Studio album by Megan Thee Stallion
- Released: August 12, 2022
- Genre: Hip-hop
- Length: 51:05
- Label: 1501 Certified; 300;
- Producer: Avedon; Babie; Bankroll Got It; Bandplay; BongoByTheWay; CashMoneyAP; D-Sims; Diego Ave; Go Grizzly; Hitkidd; FranchiseDidIt; KTOE; LilJuMadeDaBeat; J. White Did It; Juicy J; Mr. Lee; Murda Beatz; OG Parker; Omar Grand; Romano; P.Raw; Payday; Platinum Library; Rob Holladay; Source; SSV; Taz Taylor; Vaugh Oliver; YoungKio;

Megan Thee Stallion chronology
| Something for Thee Hotties (2021) | Traumazine (2022) | Megan (2024) |

Singles from Traumazine
- "Sweetest Pie" Released: March 11, 2022; "Plan B" Released: April 22, 2022; "Pressurelicious" Released: July 21, 2022; "Her" Released: August 15, 2022;

= Traumazine =

Traumazine is the second studio album by American rapper-songwriter Megan Thee Stallion, released on August 12, 2022. This was her final work with 300 Entertainment and 1501 Certified Entertainment.

Upon release, Traumazine received positive reviews from critics, who complimented its production and Megan's flow. It was nominated for the BET Hip Hop Award for Album of the Year.

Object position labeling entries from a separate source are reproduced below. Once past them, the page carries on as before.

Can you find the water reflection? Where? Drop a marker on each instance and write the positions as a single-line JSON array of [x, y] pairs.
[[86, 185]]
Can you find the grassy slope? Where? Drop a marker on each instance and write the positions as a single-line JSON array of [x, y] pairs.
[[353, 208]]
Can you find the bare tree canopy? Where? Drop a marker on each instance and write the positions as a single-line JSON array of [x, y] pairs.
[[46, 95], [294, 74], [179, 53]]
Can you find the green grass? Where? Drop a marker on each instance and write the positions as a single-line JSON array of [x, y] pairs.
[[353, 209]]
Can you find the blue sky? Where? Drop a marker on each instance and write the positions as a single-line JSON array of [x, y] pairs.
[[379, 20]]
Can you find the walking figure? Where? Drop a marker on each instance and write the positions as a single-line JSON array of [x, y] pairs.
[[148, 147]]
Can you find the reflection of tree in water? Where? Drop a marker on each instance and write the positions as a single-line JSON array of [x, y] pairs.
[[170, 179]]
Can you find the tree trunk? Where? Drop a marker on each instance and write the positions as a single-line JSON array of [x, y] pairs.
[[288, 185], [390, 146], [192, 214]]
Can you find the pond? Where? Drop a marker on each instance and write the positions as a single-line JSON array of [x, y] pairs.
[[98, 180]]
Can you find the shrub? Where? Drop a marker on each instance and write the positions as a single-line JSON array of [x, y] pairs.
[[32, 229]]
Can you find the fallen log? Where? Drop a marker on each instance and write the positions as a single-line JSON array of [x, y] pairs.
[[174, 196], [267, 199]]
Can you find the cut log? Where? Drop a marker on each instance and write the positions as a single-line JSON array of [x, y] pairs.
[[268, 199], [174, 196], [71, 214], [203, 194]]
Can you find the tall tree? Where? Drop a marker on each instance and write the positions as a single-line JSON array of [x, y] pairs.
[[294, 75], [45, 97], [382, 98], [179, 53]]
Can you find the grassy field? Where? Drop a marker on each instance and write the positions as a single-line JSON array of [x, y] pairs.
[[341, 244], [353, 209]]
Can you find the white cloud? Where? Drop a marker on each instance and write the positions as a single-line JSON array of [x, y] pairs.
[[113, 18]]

The album's lead single, "Sweetest Pie" with English singer Dua Lipa, peaked at number 15 on the US Billboard Hot 100 and has been certified platinum by the Recording Industry Association of America (RIAA).

Commercially, the album debuted at number four on the US Billboard 200, becoming Megan Thee Stallion's fifth US top 10 album. It did not achieve high placements in international charts, sparking a lawsuit by the rapper who accused the label of insufficient promotion. The album was later certified Gold by the RIAA for selling over 500,000 units.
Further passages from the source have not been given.